We wished him luck and he went up and we went down and … we never saw him again.
When he got to the south summit he radioed base camp and said that the ridge looked do- able. When he got to the summit he radioed us – we were back at Camp Four by then. He spoke to Woodall, to base camp, to his girlfriend in London. He spoke to Woodall again and they had a long conversation, Woodall telling him to be careful moving across the ridge and describing where we had stashed the oxygen.
We have tape recordings of his voice. It wasn’t the voice of a tired, frightened climber who’s desperate to be someplace else. He was just very chuffed that he’d done it.
We sat waiting for him at Camp Four with the radio on. We were terribly tired and eventually fell asleep. When I woke up the next morning at about 5am, and he hadn’t radioed, I realised we had lost him.
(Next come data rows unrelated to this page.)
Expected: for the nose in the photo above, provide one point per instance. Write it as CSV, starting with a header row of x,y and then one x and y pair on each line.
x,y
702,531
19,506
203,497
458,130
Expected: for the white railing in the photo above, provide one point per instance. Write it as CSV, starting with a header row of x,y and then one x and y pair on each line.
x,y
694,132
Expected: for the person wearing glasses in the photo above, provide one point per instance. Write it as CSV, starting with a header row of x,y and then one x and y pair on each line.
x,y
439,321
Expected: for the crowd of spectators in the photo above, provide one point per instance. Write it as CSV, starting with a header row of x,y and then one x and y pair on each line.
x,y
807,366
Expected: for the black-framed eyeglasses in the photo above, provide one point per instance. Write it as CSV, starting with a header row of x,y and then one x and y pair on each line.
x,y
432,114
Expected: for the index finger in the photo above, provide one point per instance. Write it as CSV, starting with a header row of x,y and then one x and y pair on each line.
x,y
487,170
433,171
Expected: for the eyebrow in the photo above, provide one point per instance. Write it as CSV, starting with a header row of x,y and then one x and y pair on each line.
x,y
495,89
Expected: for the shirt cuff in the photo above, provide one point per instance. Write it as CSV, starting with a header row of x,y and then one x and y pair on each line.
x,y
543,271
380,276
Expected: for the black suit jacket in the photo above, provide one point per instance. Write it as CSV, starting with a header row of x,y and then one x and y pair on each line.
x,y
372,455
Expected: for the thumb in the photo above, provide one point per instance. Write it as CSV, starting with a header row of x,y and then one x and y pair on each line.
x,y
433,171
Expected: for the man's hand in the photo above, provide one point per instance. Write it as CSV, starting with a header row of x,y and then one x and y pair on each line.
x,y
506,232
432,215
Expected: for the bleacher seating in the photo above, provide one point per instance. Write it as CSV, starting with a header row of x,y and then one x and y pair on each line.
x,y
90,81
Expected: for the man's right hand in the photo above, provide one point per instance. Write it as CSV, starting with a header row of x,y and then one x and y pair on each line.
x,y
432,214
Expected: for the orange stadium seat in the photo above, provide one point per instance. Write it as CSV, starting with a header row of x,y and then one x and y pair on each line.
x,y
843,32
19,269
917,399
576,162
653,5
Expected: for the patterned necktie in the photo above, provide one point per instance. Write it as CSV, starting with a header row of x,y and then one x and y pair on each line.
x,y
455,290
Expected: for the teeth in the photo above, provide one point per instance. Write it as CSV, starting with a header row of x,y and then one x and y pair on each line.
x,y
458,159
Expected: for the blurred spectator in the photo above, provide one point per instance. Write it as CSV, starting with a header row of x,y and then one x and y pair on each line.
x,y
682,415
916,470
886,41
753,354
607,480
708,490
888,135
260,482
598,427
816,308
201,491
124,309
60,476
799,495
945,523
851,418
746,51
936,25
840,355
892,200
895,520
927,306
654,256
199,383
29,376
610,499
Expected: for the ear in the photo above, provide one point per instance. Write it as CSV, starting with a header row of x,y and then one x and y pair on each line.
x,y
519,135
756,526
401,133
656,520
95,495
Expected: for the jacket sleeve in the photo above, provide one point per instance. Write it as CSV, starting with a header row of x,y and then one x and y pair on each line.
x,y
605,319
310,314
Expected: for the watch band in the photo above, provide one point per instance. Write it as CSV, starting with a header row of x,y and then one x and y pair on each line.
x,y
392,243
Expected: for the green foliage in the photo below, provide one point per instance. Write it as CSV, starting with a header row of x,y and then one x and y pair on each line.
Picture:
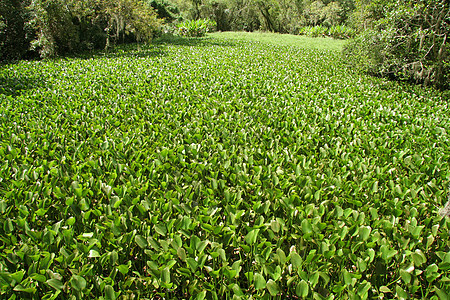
x,y
337,32
196,28
404,40
13,33
165,10
58,27
219,169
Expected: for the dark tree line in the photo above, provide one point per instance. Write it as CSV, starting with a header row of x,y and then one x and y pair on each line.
x,y
47,28
403,39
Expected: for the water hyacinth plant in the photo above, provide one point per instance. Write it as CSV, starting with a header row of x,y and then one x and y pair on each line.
x,y
196,28
220,169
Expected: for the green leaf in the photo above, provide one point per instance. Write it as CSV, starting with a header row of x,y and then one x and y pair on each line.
x,y
306,227
93,253
181,253
56,284
273,288
110,294
192,263
302,289
260,282
21,288
17,276
141,241
296,260
161,229
123,269
165,275
401,294
201,295
78,282
250,238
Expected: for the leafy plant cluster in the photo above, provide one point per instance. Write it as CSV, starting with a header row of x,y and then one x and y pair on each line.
x,y
274,15
404,39
215,169
56,27
337,32
195,28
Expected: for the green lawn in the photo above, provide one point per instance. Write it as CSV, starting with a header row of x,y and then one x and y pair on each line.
x,y
233,165
282,39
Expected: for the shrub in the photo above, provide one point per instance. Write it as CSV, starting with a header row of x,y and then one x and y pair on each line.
x,y
196,28
406,41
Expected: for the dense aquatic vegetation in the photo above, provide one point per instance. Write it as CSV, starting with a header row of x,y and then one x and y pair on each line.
x,y
217,168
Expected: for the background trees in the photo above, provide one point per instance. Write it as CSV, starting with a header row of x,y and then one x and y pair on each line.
x,y
52,27
403,39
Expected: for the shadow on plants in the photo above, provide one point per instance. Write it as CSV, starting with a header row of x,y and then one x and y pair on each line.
x,y
169,39
17,84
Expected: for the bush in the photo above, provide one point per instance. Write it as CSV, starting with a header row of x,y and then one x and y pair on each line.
x,y
13,34
337,32
406,42
196,28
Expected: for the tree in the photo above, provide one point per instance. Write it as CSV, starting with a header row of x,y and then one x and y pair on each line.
x,y
13,41
404,39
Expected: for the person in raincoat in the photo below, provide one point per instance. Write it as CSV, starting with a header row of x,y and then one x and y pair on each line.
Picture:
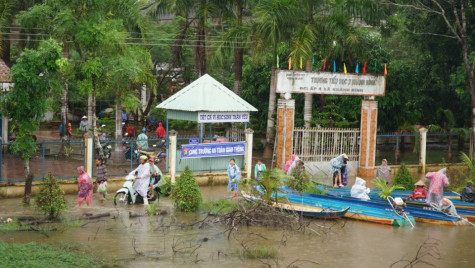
x,y
289,163
142,140
384,171
234,174
85,186
258,169
467,194
142,178
160,132
437,180
335,168
419,192
359,190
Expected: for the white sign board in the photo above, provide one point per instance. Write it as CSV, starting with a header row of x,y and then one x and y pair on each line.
x,y
223,117
330,83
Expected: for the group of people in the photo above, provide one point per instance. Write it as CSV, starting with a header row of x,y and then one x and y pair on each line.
x,y
146,174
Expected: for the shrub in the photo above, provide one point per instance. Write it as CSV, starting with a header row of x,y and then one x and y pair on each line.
x,y
385,189
220,206
299,179
186,194
50,198
404,178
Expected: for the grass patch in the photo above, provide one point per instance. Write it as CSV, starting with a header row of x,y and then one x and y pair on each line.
x,y
259,253
219,206
44,255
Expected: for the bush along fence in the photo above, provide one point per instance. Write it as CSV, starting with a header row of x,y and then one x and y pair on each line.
x,y
61,159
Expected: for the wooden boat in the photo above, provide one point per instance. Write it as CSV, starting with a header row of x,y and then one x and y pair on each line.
x,y
304,210
418,209
356,211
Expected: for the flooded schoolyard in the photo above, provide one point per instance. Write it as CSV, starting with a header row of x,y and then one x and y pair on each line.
x,y
181,240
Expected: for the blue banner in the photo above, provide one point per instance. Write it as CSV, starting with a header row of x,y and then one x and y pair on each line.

We are pretty sure he fell off the very narrow section of the ridge. It was hell coming down. Stupid little things; you try to tread in the footprints left by other climbers so you are always looking down. But every time you look down, you get hot air coming from the top of your oxygen mask and your sun-glasses fog up; you have to wear glasses because of the danger of sun blindness. So you’re trying to clear your glasses with your gloves and the gloves have got ice on them … It’s an ongoing nightmare and it would be so easy to slip.
The US team had abandoned a number of half- empty oxygen bottles. I scavenged all I could find. One person could wait twice as long as two. The sherpas had all made it safely and had already headed back down. I followed, leaving Woodall who waited until he ran out of oxygen.
We got back to base camp and there was this awful mix of emotions. People didn’t know what to do … to say “well done”, or “bad luck”.
But I loved it. Of course it was great reaching the summit. But it was just being on the mountain that I enjoyed. Watching the wind brewing, the companionship … I have all sorts of memories about Herrod.
Many people don’t understand how that kind of team works. Because you don’t walk together all the time they think we’re all in it for ourselves, we’re selfish. It’s not like that at all.
The team isn’t about being physically next to the others. It’s about having them kick you out of bed in the morning when you really don’t want to get up. It was about having a cup of tea and an arm round my shoulders when I was feeling totally depressed. It’s about having them there at the end of the day, just being able to share the experience.
And it is a spiritual experience in a funny sort of way. It is about trying. And I’m proud of having tried so hard in the face of all sorts of shit.